Dymo's methodologies of disabling GC during profiling, using production mode for accurate measurements, focusing on memory over micro-optimizations to form the technical backbone of this approach. What's changed is that now, instead of spending years learning to recognize performance anti-patterns, Claude can spot them immediately while you're building that expertise.

The Economics

One concern I had: wouldn't sending large profiler reports to Claude's API get expensive?

Turns out, no. By truncating reports to show only the top methods (the signal, not the noise), each analysis costs roughly 2 cents. Even if you profile 50 times during a heavy development day, that's a dollar. Compare that to the developer time saved not puzzling over cryptic profiler output, and it's a steal.

The real cost savings isn't the API, it's the reduction in "I'll optimize this later" (read: never) decisions.

What This Unlocks

With profiling integrated into your workflow and Claude demystifying the results, you start to see patterns:

That "innocent" flat_map chain is triggering 842 inverse association setups
Your presenter is accessing associations in a loop, defeating eager loading
The .includes() you added isn't helping because of how you're iterating

More importantly, you learn the art Dymo talks about. Claude doesn't just give you the fish (the fix); it teaches you to fish (why this pattern is slow, what to look for next time). After Claude points out a few N+1 patterns, you start recognizing them before profiling. You begin to internalize what Dymo teaches: that optimization is pattern recognition, not guesswork.

The profiler becomes a learning tool, not a black box. Each analysis builds your intuition for what makes Ruby slow. Over time, you write more performant code from the start because you've learned to see through the profiler's eyes—aided by Claude's explanations.

Getting Started

The barrier to entry is low: add ruby-prof to your Gemfile, install QCachegrind (via Homebrew on Mac), and set up a simple wrapper script that profiles your code and sends results to Claude's API.

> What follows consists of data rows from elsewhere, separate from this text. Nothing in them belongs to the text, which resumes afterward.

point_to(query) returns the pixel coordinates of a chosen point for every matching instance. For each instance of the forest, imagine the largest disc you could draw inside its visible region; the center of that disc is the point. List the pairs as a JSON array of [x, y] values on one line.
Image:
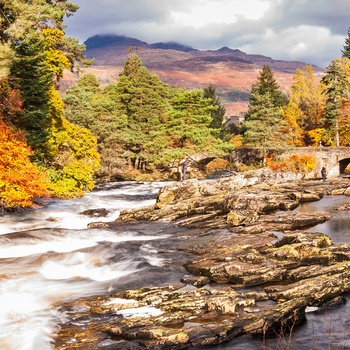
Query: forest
[[56, 144]]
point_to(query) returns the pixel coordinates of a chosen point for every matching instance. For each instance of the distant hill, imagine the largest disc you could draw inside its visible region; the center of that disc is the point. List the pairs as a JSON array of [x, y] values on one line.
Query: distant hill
[[231, 71]]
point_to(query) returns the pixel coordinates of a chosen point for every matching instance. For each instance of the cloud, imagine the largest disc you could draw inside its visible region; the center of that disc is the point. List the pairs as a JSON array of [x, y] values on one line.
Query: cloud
[[306, 30]]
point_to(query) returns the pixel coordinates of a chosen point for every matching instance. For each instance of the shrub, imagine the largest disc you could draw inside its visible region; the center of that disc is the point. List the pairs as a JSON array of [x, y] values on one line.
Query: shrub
[[217, 164], [20, 180]]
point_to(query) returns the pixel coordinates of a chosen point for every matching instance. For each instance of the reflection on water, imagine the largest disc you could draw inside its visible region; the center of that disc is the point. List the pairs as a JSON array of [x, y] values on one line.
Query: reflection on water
[[338, 229], [48, 256]]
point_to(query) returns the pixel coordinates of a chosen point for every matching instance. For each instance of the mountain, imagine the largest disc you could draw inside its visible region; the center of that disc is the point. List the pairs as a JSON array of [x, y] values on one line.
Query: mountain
[[231, 71]]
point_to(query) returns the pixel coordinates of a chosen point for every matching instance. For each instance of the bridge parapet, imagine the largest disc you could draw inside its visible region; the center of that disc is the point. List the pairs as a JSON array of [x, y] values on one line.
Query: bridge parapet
[[334, 159]]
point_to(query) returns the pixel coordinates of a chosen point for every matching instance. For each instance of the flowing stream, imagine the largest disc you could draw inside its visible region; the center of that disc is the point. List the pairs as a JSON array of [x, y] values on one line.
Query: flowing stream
[[47, 256]]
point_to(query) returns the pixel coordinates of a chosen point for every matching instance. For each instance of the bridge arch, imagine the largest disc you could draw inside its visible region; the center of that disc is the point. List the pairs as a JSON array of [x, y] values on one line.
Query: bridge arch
[[343, 163]]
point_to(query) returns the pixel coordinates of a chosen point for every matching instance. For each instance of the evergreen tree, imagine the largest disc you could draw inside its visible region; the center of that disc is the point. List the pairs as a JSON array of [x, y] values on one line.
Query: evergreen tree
[[336, 90], [187, 131], [218, 114], [265, 128], [266, 83], [143, 98]]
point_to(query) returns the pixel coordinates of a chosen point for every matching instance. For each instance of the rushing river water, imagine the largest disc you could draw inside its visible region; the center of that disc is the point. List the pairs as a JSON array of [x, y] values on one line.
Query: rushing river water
[[47, 256]]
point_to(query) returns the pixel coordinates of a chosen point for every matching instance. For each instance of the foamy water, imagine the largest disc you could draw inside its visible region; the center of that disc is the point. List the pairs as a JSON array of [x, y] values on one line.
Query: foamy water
[[58, 259]]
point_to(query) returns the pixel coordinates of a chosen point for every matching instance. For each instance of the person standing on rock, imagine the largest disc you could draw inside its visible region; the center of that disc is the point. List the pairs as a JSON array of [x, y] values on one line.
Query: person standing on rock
[[184, 165]]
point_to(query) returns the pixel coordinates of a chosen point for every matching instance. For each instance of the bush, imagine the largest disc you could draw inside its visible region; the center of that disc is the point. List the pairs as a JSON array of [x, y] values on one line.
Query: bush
[[20, 180], [218, 164], [295, 163]]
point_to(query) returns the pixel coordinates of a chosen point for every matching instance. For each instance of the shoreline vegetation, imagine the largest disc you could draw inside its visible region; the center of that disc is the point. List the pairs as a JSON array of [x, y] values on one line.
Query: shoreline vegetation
[[137, 127]]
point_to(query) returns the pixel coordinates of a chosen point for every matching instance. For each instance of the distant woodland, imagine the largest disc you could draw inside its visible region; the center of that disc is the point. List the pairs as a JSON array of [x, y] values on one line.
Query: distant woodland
[[137, 128]]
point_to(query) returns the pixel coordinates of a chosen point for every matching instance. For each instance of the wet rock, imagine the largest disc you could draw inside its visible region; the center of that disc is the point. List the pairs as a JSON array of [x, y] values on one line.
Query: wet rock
[[242, 278], [101, 212]]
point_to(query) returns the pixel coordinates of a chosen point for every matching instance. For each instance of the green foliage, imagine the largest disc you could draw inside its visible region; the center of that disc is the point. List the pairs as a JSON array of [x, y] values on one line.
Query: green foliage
[[218, 114], [266, 83], [264, 126], [336, 83], [141, 125]]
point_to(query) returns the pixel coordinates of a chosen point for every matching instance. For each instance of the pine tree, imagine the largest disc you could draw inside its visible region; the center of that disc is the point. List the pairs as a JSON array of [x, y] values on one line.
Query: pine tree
[[143, 98], [219, 113], [336, 90], [266, 83], [265, 127]]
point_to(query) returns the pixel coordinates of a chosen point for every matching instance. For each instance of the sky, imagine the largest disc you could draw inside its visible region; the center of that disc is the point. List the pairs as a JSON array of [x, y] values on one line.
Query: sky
[[310, 31]]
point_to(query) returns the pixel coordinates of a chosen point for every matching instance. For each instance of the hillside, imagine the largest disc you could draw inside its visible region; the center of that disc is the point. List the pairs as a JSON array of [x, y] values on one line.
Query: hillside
[[231, 71]]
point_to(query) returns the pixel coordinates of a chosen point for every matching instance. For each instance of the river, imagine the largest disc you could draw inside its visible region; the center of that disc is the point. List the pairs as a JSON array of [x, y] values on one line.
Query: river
[[48, 256]]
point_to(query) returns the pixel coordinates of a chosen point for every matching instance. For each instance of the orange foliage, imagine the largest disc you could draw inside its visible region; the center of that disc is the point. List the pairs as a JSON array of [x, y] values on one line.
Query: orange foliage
[[216, 164], [20, 180], [296, 163], [274, 164]]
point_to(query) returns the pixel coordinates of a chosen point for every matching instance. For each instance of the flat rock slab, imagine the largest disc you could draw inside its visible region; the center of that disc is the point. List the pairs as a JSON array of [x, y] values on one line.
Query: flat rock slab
[[242, 278]]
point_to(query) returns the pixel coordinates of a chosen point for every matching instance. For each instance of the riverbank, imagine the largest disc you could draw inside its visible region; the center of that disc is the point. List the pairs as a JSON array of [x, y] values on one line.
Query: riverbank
[[251, 267]]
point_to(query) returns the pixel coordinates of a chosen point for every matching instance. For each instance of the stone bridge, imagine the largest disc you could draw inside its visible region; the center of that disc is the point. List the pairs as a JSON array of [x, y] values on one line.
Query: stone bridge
[[334, 159]]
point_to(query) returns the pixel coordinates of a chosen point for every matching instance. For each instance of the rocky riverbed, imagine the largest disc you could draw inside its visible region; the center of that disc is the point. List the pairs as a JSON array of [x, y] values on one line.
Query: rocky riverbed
[[249, 267]]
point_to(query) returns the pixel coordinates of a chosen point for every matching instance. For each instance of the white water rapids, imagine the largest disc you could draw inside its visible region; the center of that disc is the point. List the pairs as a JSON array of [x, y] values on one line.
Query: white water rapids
[[47, 256]]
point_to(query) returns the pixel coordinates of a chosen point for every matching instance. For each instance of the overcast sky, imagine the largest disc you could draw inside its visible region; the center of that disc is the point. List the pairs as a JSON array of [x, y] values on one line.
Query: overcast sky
[[311, 31]]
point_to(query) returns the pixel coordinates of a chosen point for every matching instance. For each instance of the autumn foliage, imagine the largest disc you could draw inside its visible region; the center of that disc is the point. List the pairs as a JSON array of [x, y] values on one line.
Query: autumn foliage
[[20, 180], [297, 163]]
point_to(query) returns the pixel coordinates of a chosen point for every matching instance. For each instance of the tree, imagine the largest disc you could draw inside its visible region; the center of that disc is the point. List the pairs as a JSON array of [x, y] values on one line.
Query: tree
[[266, 83], [305, 104], [20, 180], [33, 31], [187, 131], [336, 89], [218, 114], [143, 99], [264, 127], [346, 51]]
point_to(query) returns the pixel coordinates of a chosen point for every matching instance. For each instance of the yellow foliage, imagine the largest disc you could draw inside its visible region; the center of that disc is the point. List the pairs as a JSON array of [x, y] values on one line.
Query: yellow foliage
[[317, 136], [297, 163], [236, 141], [74, 160], [55, 58], [20, 180]]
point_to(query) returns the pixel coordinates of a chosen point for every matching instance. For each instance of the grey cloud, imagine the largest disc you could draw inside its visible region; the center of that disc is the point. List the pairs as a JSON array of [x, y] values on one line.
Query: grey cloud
[[312, 31]]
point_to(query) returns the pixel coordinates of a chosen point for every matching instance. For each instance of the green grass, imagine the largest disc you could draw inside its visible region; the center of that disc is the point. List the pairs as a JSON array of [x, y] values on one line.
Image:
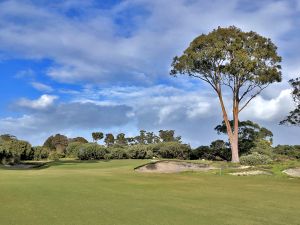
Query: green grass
[[71, 193]]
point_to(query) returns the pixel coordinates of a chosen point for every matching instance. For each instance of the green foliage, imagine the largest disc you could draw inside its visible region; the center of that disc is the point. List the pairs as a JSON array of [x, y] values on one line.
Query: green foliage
[[78, 139], [294, 117], [231, 54], [218, 150], [73, 149], [57, 143], [292, 151], [109, 139], [91, 151], [39, 153], [262, 147], [249, 133], [255, 159], [117, 153], [53, 155], [139, 151], [172, 150], [97, 136], [168, 136], [121, 140], [12, 149]]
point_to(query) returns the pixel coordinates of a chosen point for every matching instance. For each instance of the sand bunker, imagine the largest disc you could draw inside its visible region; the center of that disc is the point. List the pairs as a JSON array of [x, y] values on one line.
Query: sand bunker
[[24, 166], [173, 167], [251, 173], [293, 172]]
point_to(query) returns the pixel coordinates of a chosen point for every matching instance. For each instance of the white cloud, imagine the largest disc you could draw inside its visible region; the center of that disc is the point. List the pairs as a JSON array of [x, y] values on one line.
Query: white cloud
[[93, 48], [41, 87], [41, 103], [269, 109]]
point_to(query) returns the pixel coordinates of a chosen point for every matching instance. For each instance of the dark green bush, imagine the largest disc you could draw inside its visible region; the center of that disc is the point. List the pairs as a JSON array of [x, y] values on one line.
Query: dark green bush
[[91, 151], [73, 149], [262, 147], [292, 151], [117, 153], [40, 153], [11, 150], [255, 159], [172, 150], [139, 151]]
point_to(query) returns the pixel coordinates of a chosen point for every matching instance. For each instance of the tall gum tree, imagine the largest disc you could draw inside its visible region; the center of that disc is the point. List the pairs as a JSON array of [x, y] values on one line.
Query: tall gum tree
[[228, 59]]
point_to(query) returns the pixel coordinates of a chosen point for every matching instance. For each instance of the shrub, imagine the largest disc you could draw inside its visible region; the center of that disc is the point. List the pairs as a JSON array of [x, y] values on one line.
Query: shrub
[[40, 152], [91, 151], [11, 150], [73, 149], [255, 159], [138, 151], [218, 150], [262, 147], [172, 150], [292, 151], [117, 153], [53, 155]]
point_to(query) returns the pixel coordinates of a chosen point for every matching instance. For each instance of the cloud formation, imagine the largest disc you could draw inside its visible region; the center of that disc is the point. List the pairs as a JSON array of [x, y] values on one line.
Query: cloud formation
[[118, 56]]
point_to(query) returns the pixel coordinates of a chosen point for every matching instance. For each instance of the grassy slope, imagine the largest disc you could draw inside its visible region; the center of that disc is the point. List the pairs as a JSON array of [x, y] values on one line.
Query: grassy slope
[[107, 193]]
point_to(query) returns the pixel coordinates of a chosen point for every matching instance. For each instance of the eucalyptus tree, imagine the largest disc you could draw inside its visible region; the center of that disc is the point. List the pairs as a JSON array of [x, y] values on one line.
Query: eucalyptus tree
[[97, 136], [294, 117], [228, 59]]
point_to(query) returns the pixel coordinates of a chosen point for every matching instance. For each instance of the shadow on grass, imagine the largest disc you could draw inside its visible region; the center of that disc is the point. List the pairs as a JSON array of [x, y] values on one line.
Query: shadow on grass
[[28, 165]]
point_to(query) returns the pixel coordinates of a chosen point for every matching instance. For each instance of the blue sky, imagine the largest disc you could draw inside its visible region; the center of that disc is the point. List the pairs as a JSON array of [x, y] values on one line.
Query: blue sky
[[74, 67]]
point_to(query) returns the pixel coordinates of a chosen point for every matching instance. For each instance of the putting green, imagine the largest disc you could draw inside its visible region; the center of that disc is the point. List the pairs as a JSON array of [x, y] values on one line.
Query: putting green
[[71, 193]]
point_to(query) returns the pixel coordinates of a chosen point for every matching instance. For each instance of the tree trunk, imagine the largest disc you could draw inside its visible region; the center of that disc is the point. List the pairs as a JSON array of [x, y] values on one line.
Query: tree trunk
[[234, 146], [233, 136]]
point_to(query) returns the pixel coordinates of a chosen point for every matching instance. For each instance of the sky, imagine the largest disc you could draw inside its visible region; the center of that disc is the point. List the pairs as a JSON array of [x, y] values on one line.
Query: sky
[[74, 67]]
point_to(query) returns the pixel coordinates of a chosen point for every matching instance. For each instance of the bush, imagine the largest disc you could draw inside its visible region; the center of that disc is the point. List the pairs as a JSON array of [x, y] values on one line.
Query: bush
[[255, 159], [40, 153], [292, 151], [54, 155], [11, 150], [262, 147], [218, 150], [172, 150], [139, 151], [117, 153], [73, 149], [90, 151]]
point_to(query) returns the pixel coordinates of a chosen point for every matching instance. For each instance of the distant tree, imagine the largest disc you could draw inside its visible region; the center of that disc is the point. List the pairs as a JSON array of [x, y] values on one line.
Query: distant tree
[[109, 139], [151, 138], [7, 137], [168, 136], [141, 139], [57, 143], [248, 133], [97, 136], [12, 149], [49, 143], [121, 140], [243, 62], [78, 139], [131, 140], [60, 142], [294, 117]]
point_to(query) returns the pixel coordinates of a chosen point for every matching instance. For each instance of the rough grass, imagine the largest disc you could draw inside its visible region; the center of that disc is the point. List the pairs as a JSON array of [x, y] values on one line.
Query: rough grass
[[99, 192]]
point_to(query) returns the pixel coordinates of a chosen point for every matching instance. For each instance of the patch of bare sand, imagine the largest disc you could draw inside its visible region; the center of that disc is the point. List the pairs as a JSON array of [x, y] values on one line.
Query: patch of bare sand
[[295, 172], [251, 173], [173, 167]]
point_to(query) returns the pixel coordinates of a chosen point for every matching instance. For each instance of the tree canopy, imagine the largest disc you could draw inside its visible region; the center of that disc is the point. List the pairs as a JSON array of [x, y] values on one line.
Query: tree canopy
[[294, 116], [229, 59]]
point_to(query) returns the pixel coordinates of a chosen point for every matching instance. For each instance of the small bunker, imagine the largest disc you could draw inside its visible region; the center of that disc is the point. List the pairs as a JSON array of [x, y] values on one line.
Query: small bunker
[[295, 172], [172, 167]]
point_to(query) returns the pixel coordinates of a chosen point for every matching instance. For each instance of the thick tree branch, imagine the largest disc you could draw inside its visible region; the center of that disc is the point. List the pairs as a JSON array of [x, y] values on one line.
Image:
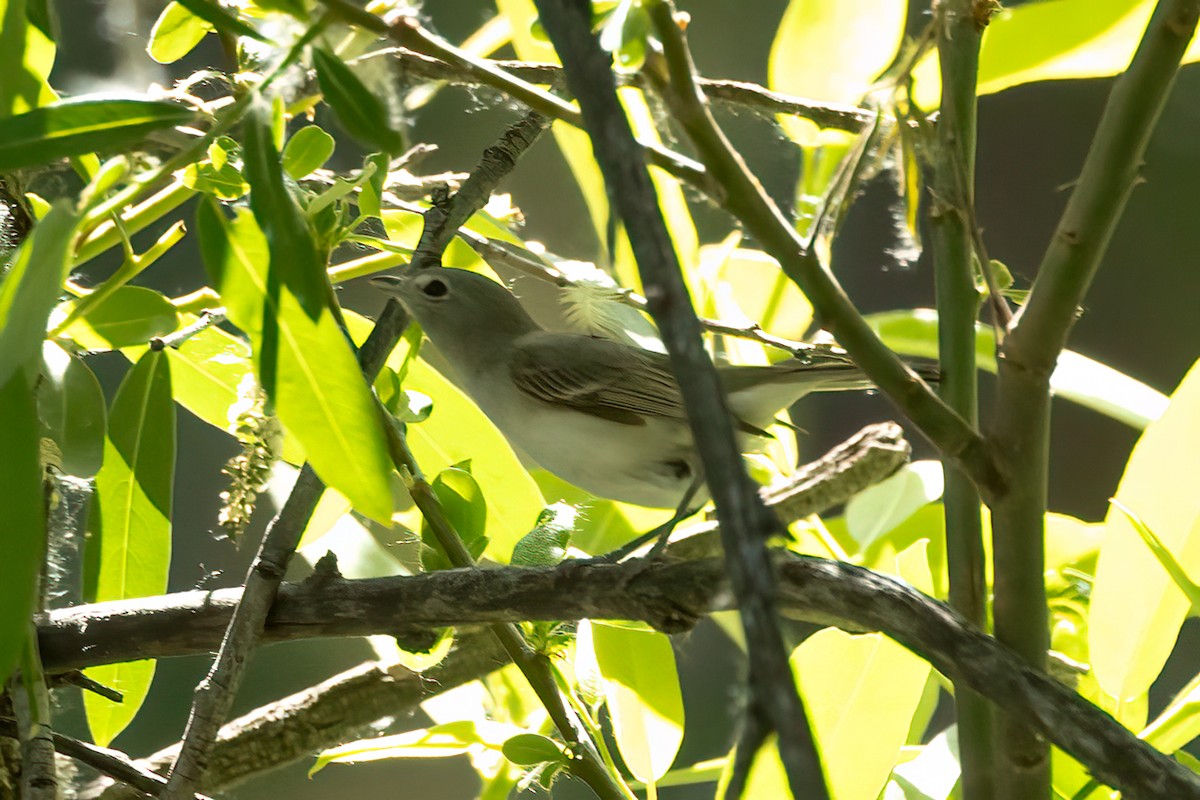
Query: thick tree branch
[[732, 92], [747, 200], [745, 522], [952, 238], [669, 595]]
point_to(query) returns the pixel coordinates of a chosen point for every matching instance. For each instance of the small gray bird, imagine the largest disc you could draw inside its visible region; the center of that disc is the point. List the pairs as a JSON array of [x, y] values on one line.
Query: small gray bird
[[603, 415]]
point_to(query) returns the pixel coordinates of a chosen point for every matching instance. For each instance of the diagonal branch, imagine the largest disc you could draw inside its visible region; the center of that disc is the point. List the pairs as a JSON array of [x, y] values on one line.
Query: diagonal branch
[[337, 710], [745, 522], [747, 200], [669, 595], [1108, 178]]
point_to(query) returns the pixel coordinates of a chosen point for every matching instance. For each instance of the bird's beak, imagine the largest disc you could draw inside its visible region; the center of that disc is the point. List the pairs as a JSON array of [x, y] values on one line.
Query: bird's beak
[[391, 284]]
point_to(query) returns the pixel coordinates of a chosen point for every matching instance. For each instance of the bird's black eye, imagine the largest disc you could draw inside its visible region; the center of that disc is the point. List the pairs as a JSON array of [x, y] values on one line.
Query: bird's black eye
[[436, 288]]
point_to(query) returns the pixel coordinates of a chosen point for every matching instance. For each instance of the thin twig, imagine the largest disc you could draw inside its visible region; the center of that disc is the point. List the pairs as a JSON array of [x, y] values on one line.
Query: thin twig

The payoff is immediate: the first time you run it on a slow endpoint and Claude explains that your 842 set_inverse calls are actually a disguised N+1 pattern in your flat_map chain, you'll understand what Dymo meant about profiling being an art. Claude helps you see the artistry in the numbers.

Performance optimization doesn't have to be a dark art practiced by senior engineers with profiler fluency. It's still an art, Dymo is right about that, but now it's an art you can learn faster, with a guide who's read all the same books you're learning from.

Built while rereading "Ruby Performance Optimization" by Alexander Dymo (Pragmatic Programmers, 2015). Still the definitive guide to thinking about Ruby performance correctly, and the source of this truth: "Optimization with the profiler is an art, not engineering."